- 2006–2007 Tunisia clashes: Part of Insurgency in the Maghreb (2002–present)
| Date | 23 December 2006 – 3 January 2007 |
| Location | Soliman and Hammam-Lif, Tunisia |
| Result | Tunisian government victory |

Belligerents
- Tunisia: GSPC

Commanders and leaders

Casualties and losses
- 2 dead: 14 dead, 17 arrested

= 2006–2007 Tunisia clashes =

Skirmishes in Soliman and Hammam-Lif, Tunisia

On 23 December 2006 and 3 January 2007, Tunisian security forces engaged in clashes with members of a group with connections to the Islamist terror group Salafist Group for Preaching and Combat (GSPC) in the towns of Soliman and Hammam-Lif south of the capital Tunis, killing more than a dozen people.

==Clashes==
On 23 December, two Islamists were killed and two arrested in a shootout with police in the town of Hammam-Lif south of Tunis.

On 3 January, at least two members of Tunisian security forces and twelve Islamists were killed, and fifteen arrested in a clash in a forested area near Soliman.

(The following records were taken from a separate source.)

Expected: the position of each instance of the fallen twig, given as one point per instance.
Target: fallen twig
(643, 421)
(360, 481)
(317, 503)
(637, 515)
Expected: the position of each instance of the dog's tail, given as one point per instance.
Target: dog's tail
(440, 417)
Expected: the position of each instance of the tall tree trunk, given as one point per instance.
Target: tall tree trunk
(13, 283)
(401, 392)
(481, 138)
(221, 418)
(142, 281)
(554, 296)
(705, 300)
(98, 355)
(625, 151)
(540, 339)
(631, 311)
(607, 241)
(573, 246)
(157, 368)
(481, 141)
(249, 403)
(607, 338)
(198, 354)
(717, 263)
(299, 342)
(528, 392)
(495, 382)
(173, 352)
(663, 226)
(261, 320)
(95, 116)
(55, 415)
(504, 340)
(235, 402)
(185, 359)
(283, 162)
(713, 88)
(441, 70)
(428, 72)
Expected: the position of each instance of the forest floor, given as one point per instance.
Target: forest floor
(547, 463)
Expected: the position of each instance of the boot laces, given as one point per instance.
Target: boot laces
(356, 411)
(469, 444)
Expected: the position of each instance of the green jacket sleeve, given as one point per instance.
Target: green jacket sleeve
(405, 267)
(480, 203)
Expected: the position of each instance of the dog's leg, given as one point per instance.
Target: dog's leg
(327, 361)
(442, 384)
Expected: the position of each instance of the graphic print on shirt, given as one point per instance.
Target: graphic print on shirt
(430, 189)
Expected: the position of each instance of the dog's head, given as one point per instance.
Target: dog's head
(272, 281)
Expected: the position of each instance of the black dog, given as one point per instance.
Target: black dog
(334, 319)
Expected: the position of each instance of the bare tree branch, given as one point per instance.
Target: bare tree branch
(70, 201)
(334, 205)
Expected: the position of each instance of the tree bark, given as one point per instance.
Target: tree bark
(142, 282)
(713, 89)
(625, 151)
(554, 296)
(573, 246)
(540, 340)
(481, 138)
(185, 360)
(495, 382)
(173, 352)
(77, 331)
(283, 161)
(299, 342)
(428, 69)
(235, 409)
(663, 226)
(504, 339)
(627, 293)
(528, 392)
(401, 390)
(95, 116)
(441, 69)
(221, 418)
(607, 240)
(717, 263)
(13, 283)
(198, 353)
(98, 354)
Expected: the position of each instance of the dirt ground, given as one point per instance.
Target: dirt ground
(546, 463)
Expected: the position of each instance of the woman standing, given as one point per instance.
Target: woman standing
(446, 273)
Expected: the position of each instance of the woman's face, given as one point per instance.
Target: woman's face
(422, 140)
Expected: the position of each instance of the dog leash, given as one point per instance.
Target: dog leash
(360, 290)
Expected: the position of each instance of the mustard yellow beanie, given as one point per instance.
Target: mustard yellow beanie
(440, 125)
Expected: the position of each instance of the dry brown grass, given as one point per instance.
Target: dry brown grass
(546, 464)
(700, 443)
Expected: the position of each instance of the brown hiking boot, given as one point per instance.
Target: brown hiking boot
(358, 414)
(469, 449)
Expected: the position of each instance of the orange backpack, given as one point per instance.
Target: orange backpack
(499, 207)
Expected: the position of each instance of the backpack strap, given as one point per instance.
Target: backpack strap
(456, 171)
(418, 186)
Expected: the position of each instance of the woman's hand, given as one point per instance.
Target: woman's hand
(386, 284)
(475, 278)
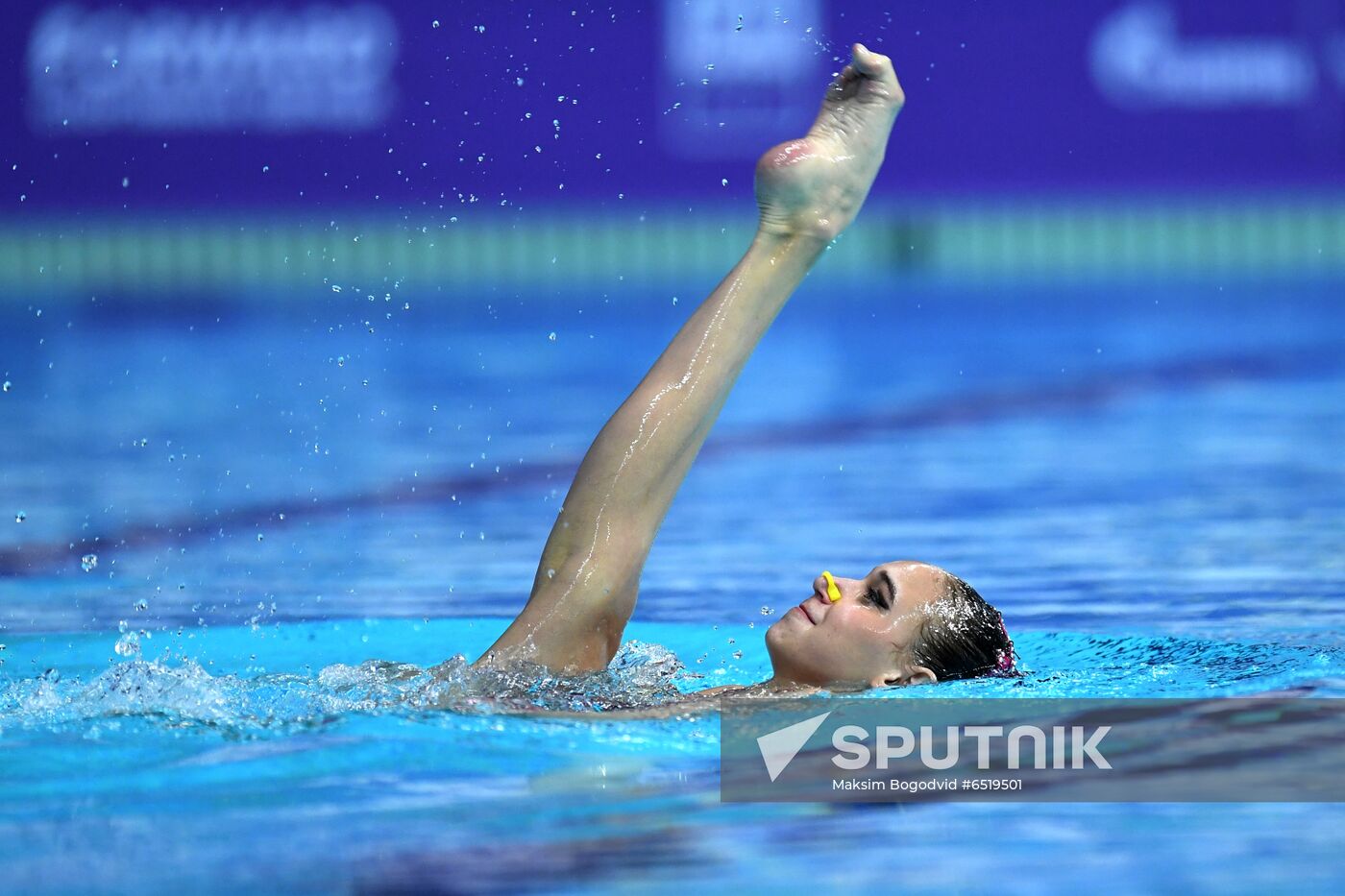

Among those killed was the leader of the group, Lassaad Sassi, a former Tunisian policeman who had spent time in Afghanistan and headed a terror network based in Milan, Italy. Sassi's group had reportedly established training camps in the mountains in Djebel Ressas and Boukornine south of the Tunisian capital.

According to French daily Le Parisien at least 60 people were killed in the clashes. It was later revealed that the Islamists had been in possession of blueprints of foreign embassies as possible targets. The attacks were the most serious by Islamists in Tunisia since the Ghriba synagogue bombing in 2002.